计算机与现代化 ›› 2022, Vol. 0 ›› Issue (10): 82-87.

• 图像处理 • 上一篇    下一篇

拥抱融合的多模态灾害分析算法

  

  1. (华南师范大学计算机学院,广东广州510631)
  • 出版日期:2022-10-20 发布日期:2022-10-21
  • 作者简介:梅欣(1996—),男,江西抚州人,硕士研究生,研究方向:多模态学习,E-mail:mx13767661058@163.com;缪梓敬(1997—),男,广东汕尾人,硕士研究生,研究方向:自然语言处理,E-mail:1040058330@qq.com。
  • 基金资助:
    广东省重点领域研发计划项目(2019B111101001)

Multi-modal Disaster Analysis Based on Embracing Fusion

  1. (School of Computer Science, South China Normal University, Guangzhou 510631, China)
  • Online:2022-10-20 Published:2022-10-21

摘要: 融合文本和图像的多模态信息相对于单模态可以提升灾害事件分析准确率。但是已有的工作多数将文本特征和图片特征进行简单的融合,在提取、融合特征的时候造成特征的冗余,同时忽略了模态之间的联系,没有考虑到图像和文本之间特征的相关性。为此,本文分析和研究目前流行的多模态融合算法,提出一种拥抱融合的多模态灾害事件分析算法。首先将文本特征和图像的特征向量互相对比,考虑文本和图像特征之间的相关性。然后基于多项抽样,剔除冗余的特征,融合文本特征和图像特征。实验结果表明,拥抱融合在CrisisMMD2.0数据集上实验1的2个任务的分类效果准确率分别高达88.2%、85.1%,都明显优于其他多模态融合模型,表明了该模型的有效性。同时第2个实验也验证了拥抱模型对于不同文本和图像深度学习模型的适用性。

关键词: 多模态融合, 拥抱融合, 多项抽样, 多模态灾害事件, CrisisMMD2.0

Abstract: The multi-modal information fusion of texts and images can improve the accuracy of disaster event analysis compared with single-modality. However, most of the existing works simply merge the text features and image features, resulting in feature redundancy when extracting and fusing features, while ignoring the relationship between modalities, and the correlation of features between images and texts is not considered.

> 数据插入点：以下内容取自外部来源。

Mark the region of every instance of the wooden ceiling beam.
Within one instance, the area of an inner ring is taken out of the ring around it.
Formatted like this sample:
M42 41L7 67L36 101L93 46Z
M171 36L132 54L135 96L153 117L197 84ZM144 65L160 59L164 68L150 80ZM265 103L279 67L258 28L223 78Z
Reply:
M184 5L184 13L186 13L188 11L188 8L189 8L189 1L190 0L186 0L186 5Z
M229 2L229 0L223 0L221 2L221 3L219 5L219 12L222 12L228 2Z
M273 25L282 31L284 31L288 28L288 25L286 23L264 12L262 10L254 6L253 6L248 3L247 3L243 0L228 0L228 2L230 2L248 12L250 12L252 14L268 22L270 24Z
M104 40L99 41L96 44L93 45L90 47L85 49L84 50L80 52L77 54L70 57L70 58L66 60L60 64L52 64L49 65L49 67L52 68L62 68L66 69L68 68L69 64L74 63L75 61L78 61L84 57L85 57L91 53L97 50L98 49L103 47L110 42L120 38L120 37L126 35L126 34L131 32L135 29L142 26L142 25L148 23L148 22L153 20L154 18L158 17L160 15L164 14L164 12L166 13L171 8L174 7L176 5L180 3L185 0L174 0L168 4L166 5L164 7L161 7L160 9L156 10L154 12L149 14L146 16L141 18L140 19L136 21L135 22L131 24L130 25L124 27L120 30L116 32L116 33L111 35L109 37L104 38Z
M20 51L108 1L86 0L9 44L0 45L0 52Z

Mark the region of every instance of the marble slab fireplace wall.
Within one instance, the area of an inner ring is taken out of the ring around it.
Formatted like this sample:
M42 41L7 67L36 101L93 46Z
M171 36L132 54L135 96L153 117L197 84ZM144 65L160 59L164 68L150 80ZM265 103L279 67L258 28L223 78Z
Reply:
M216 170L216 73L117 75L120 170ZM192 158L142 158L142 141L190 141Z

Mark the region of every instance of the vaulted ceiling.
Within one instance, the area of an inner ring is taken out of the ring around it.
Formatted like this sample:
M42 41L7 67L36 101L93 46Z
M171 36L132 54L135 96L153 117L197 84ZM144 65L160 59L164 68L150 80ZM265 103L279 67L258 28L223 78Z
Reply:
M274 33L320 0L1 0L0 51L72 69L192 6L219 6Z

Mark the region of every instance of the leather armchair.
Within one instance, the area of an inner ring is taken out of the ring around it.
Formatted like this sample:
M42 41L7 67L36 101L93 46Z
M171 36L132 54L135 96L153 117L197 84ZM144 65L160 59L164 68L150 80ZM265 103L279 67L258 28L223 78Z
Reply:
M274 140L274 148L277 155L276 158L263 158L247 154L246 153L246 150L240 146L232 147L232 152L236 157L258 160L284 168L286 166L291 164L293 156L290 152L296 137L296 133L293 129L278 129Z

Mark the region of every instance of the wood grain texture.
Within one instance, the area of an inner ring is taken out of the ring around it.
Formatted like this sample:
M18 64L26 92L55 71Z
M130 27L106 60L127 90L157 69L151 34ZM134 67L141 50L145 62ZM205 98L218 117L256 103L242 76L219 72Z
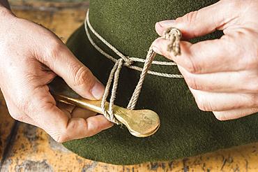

To this end, this article analyzes and studies the current popular multi-modal fusion algorithms, and proposes a multi-modal disaster event analysis algorithm based on embrace fusion. First, the feature vectors of texts and those of images are compared with each other, and the correlation between text features and image features is considered. Then, based on multinomial sampling, the redundancy of features is eliminated, and text features and image features are fused. The experimental results show that the classification accuracy rates of the two tasks of Embrace Fusion on the CrisisMMD2.0 dataset are as high as 88.2% and 85.1%, respectively, which are significantly better than other multimodal fusion models, proving the effectiveness of the model. At the same time, the second experiment also verifies the applicability of the hug model to different text and image deep learning models.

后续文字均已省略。